Su hija Rosa Acosta quiso dejar testimonio de ello y recortó y pegó en un cuaderno notas periodísticas que hablaban de su padre. En la primera página se lee:- Un viejo adagio sevillano dice que con dos endechas bien sonadas todo payador se gana el cielo… Víctor Acosta debe haberse ganado muchas veces el cielo, porque en sus veinticinco años de artista ha compuesto quinientas cuarenta canciones de amor, dolor, angustia y esperanza. Nadie en nuestro país exhibe una obra más bella e intensa sobre motivos de un criollismo tan auténtico.
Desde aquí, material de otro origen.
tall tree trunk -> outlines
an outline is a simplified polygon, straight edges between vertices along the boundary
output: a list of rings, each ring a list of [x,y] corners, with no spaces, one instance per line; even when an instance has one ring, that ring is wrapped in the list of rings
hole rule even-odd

"La Joya del Pacifico", Lucho Barrios con Angel y Arnaldo Silva.

Esto fue publicado en 1946, once años después de que un crítico de espectáculos de apellido Yáñez Silva  descubriera al trío Acosta, Funes y Herrera en el local Septiembre de Santiago. Entonces dijo:- El trío de ayer, aunque no sabe llevar quizás smoking o frac, sabe ser huaso de verdad.

"La Joya del Pacifico", Trío Terranova.


 
Víctor Acosta se hizo famoso principalmente por sus cuecas: El carro chileno fue record de ventas, El rodeo lo hizo famoso internacionalmente y con El circo ganó el primer concurso de cuecas del refresco Coca Cola. Pero en esos tiempos se hacía mucho más que sólo cantar; lo de Acosta era el show bussiness, como diríamos ahora. Formaba compañías o conjuntos con los que hacía actos de variedades. Por ejemplo, en 1936, junto a La Alegría Chilena y Las Huasitas Chillanejas presentó en teatros el sainete La vida en los minerales escrita por él; tres actos que probablemente se intercalaban entre la música y el baile que ellos mismos proporcionaban. Incluso actuó para la pantalla grande en más de una ocasión; La hechizada (1950) de Alejo Álvarez fue una de ellas.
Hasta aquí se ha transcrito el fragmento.